Tuesday, November 20, 2007

Emergence of a large Asian value segment

Despite Asia's stride into the value economy, a considerable percentage of Asia's population still lives in poverty with little education and with inferior infrastructure and support systems. This is what has been popularly referred to as the bottom of the pyramid in Professor C.K. Prahalad's seminal research on the topic.

This segment still lacks the purchasing power to go for global premium brands and affordability becomes the most important decision criteria. For example, Hindustan Lever, Unilever's Indian subsidiary, introduced shampoo sachets at very low prices that addressed the needs of this segment and it proved quite successful. Similar case stories from South America have been documented by INSEAD business school.

In a nut shell, this huge value segment presents a great untapped potential for global brands as they seek to expand further. Global brands need to adopt their offerings and plan appropriate brand extensions to suit this huge market segment effectively.

The brand challenge of diversification - An Asian perspective

A McKinsey study shows that 90% of Asia's value creators derive more than 80% of their revenues by focusing their businesses in one industry sector. Moreover, these companies focus on intangibles like fostering human capital, exploiting network effects and creating synergies based on brands and reputation rather than investing in physical assets. Additionally, interests in diversified areas poses a great challenge as creating and managing a consistent brand personality becomes much more difficult.

The Reliance group of India is a typical example for such a diversified conglomerate with businesses in petrochemicals, financial advisory, telecommunications, and oil explorations. Though the Reliance brand is doing very well in the Indian market till now, it needs to focus on a more directed corporate branding approach. Many conglomerates from Japan and Korea face similar challenges as they aspire to build and sustain their brands and brand equity across the world.

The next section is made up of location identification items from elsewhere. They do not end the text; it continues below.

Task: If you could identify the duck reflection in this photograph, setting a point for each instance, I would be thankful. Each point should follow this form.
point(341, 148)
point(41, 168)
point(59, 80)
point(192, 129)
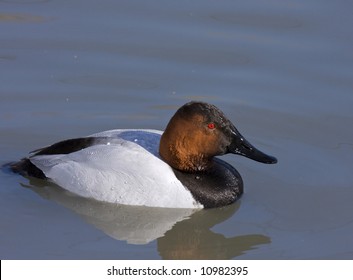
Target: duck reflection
point(193, 239)
point(180, 233)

To brand different businesses across a wide array of sectors will prove to be a resource drainer in the longer run. Especially, small and medium level firms that aspire to build strong brands but have a resource constraint will find it very difficult to carry out successful branding if businesses are highly diversified. Instead, the CEO and executive team should focus on the core of their business, and make sure the brand takes center-stage in the boardroom and becomes the most prominent driver of business strategy.

The power of pricing

The right pricing can be an effective way to increase profits. A strong brand allows for better premiums as illustrated in this example: For the average income statement of a Standards & Poor 1500 company, a price increase of 1 percent, if volume remained stable, would generate an 8 percent increase in operating profits. An impact almost 50 percent greater than that of a 1 percent decrease in variable costs like materials and direct labour, and more than three times greater than the impact of a 1 percent increase in volume.

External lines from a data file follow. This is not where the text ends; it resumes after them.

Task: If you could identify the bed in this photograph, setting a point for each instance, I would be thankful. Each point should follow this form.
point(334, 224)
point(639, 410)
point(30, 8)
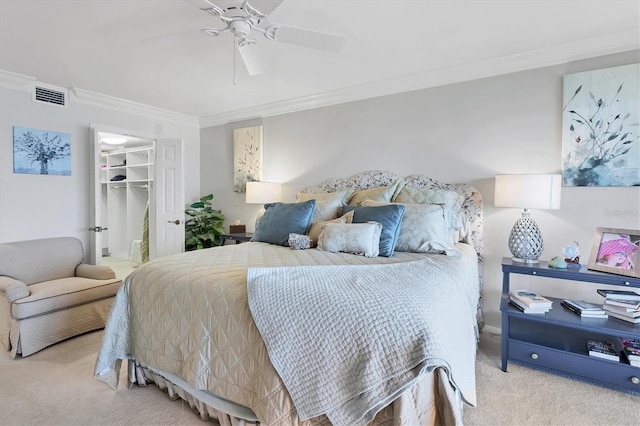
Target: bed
point(284, 334)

Pricing and its many opportunities is one of the most ignored marketing parameters. Rarely does marketers raise prices. The function tends to worry about the effect on consumer and distribution responses despite the effects on the bottom-line which outweighs the potential responses. Price is also a guiding factor on quality perception, positioning and brand image, so potential price increases can in many instances help enhance brands and their equity.

Asian companies need to move up the value chain to increase shareholder value over the next 10 to 15 years through effective, CEO-led brand building. Pricing can play an important role in this process and support the chances for survival in the global market place.

Thursday, November 15, 2007

Brands and market capitalization

For many Western companies, a large part of their intangible assets are related to the value of their brands. An examination of the market capitalization of companies on Western stock exchanges demonstrates that a large proportion of the company value is derived from powerful brands and the profit streams they provide.

On the New York Stock Exchange and NASDAQ, intangible assets are known to account for between 50-75% of the market capitalization of the listed companies, where the majority is accounted for by their brands. The market-to-book ratios for Fortune 500 companies are approximately 3.5 which indicate that more than 70% of the market values of the Fortune 500 companies are comprised of intangible assets.

Similarly, the market-to-book ratio for UK's largest companies averages three. Compare that with companies on any Asian stock exchange where the intangible financial value derived from brands is insignificant or lacking.

The Chinese luxury shopper

A 2004 report from Goldman Sachs notes that the Chinese represents the third largest customer base for the luxury goods industry. The Chinese accounted for an estimated 12 percent of the global luxury goods sales in 2004 with 2 percent deriving from local spending in China and 10 percent from overseas Chinese travelers including Hong Kong.

By 2010, the Chinese luxury consumers could account for 23 percent of industry sales, and by 2015, with an estimated 29 percent of sales, they could become as important as their Japanese counterparts. The Japanese currently accounts for approximately 41 percent of global sales.

Many global luxury goods firms are attracted by the rapid expanding Chinese customer base and invest significantly in opening multiple stores and spend heavily on marketing in China. For example, Giorgio Armani plans to open 20-30 new stores in China by 2008.